Towards the end of MANHATTAN ROMANCE, Danny (Tom O’Brien, who also wrote, directed, and produced this movie) is presenting a documentary he created about New York relationships at a film festival. When an audience member asks Danny why his film lacks a resolution, Danny gives a semi-annoyed response about how life doesn’t have clean resolutions so there is no reason why films should have them either. There’s nothing wrong with that sentiment – plenty of great movies end unresolved – but when an actor/writer/producer/director expresses that shortly before the credits in his own film, it sounds like a preemptive defense of his lack of confidence in the ending of his own movie.
MANHATTAN ROMANCE is about Danny, an everyman who works as a television commercial editor as he toils on his documentary about love. However, that is just background detail because Danny’s real conflicts are within his own love life. He’s sexually frustrated because Theresa, the new age hippie girl he’s sort of seeing (played by recent Ed Burns favorite Caitlin FitzGerald) shows little interest in having sex with him, and his down-to-earth, peppy best friend Carla (Katherine Waterston) – with whom he gets along so well you’d suspect they are dating – is a lesbian. Or at least she is now, because she used to date guys. Anyway, right now she is in a relationship with the cold and calculating political strategist Emmy (Gabby Hoffman). MANHATTAN ROMANCE follows Danny as he attempts to navigate the rough waters of his love life, or, in truth, his lack thereof.
Of course, Danny lives in a city inhabited by eight million people, but as far as Danny is concerned there are only two women worth dating in the entire city. Even when Danny attends his cousin’s wedding and his relatives express that there are many eligible single women there, Danny totally ignores the opportunity. While I certainly know how it is to be completely infatuated with one woman (or, like Danny, two women) at a time, the fact that Danny only considers two unattainable women as worthy of his time shows the limit of the narrative’s scope. Also, since Danny gets bent out of shape any time either of these women don’t act the way he wants them to act reveals that he in no way, shape, or form should be directing a documentary about love – which, to be honest, looks increasingly like an excuse just to invade the personal lives of these two women as the film goes on.

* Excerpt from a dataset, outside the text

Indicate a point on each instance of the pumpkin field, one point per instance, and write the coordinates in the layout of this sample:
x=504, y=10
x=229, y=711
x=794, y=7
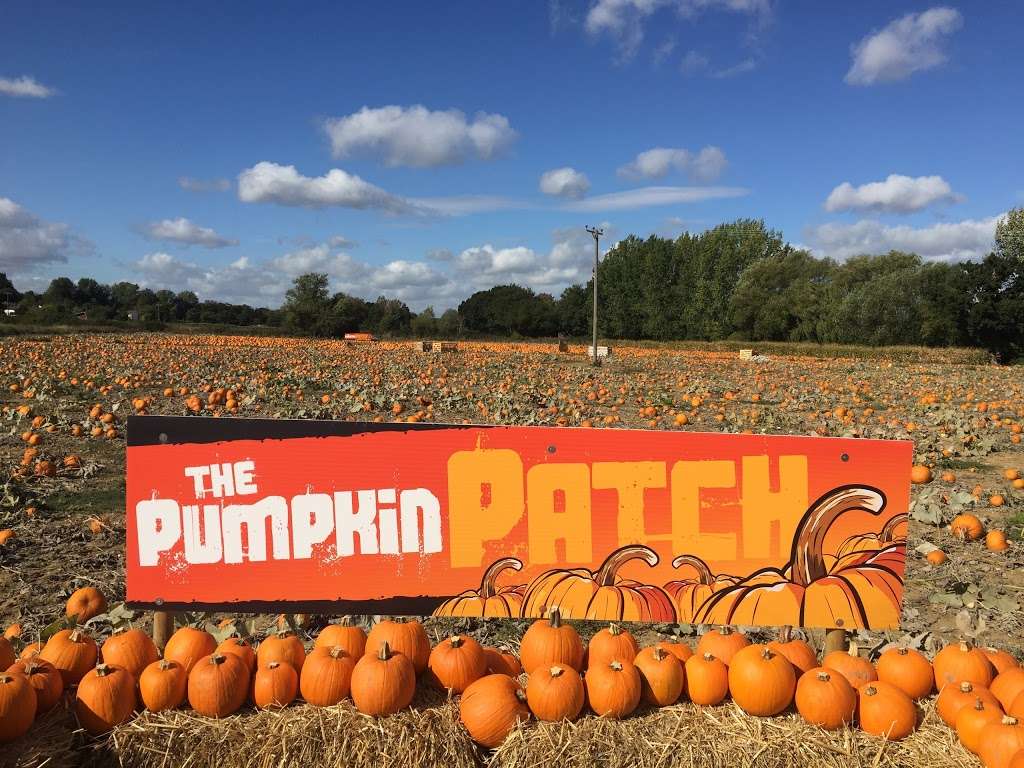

O’Brien is an auteur actor/writer/producer/director who made his feature writing/directing debut with 2012’s Fairhaven, which was featured at that year’s Tribeca Film Festival. He returned to Tribeca this year as an actor in the well-regarded Alex of Venice. I have no doubt that O’Brien envisions himself in the mold of Woody Allen – whom his character namechecks early in this film – but one thing that Allen’s films always have are engaging characters. The only character of emotional substance in MANHATTAN ROMANCE is Carla, and much of that is due to Waterston’s enthusiastic portrayal of the character. Theresa is little more than a caricature of an extreme new age girl (and FitzGerald could offer so much more than that), and Danny is essentially a lovelorn sap who is frustrated about the lack of control in his love life. In other words, you’ve seen these characters in plenty of other movies before.
Because of that, much of MANHATTAN ROMANCE is as generic as its title. It even features a few musical interludes of montage of shots of the cityscape like just about any other New York-set romantic comedy. If O’Brien wanted to achieve something unique with MANHATTAN ROMANCE, he didn’t get there. It marks the work of an auteur still learning his craft, and hopefully O’Brien’s next film will feature more characters in line with Waterston’s Carla instead of thin characters like Danny.
RATING 2 out of 5 : See it … At Your Own Risk
MANHATTAN ROMANCE will screen at the Big Apple Film Festival on Wednesday, November 5 at 8:30 PM and Sunday, November 9 at 8:00 PM.